The OA time bomb is set to go off in '08. Getting an OA in a flat yield curve market is pure idiocy.
"False! Brokers and the MBA have vigorously opposed any attempt to impose fiduciary obligations. I should know. I'm a traditional banker that has fought many long years to shut down our "wholesale channel." Mortgage brokers add no value and literally could be legislated out of existence at no harm to the house buying public."
Some expert you are. Since mortgage brokers are licensed by their state not by the MBA or NAMB, it does not make any difference what the organizations say, only what the state licensing entities require. In California for instance, the MB has the same license as real estate agents so the fiduciary language applies. That said, who here things real estate agents are any better at that?

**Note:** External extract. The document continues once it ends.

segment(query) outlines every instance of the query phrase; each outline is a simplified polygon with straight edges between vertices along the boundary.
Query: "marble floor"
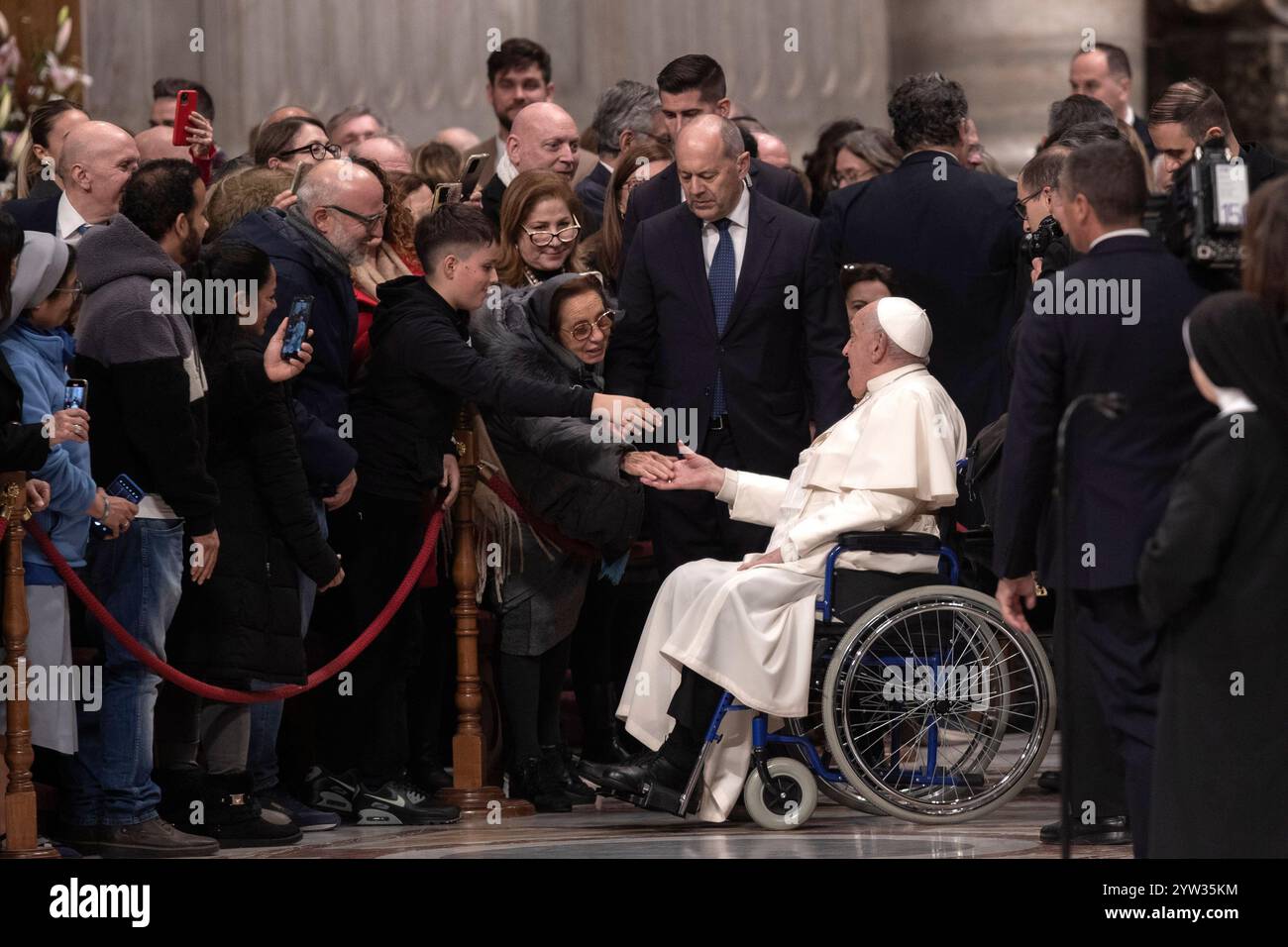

"Mortgage brokers add no value and literally could be legislated out of existence at no harm to the house buying public."
Perhaps, but these no value entities have out produced the likes of you for 15 years....but yea, I know, they were just fooling poor suckers who did not know any better...
Just wondering, would the Los Angeles chapter of the NAMB (National Association of Mortgage Brokers) be called "NAMBLA"?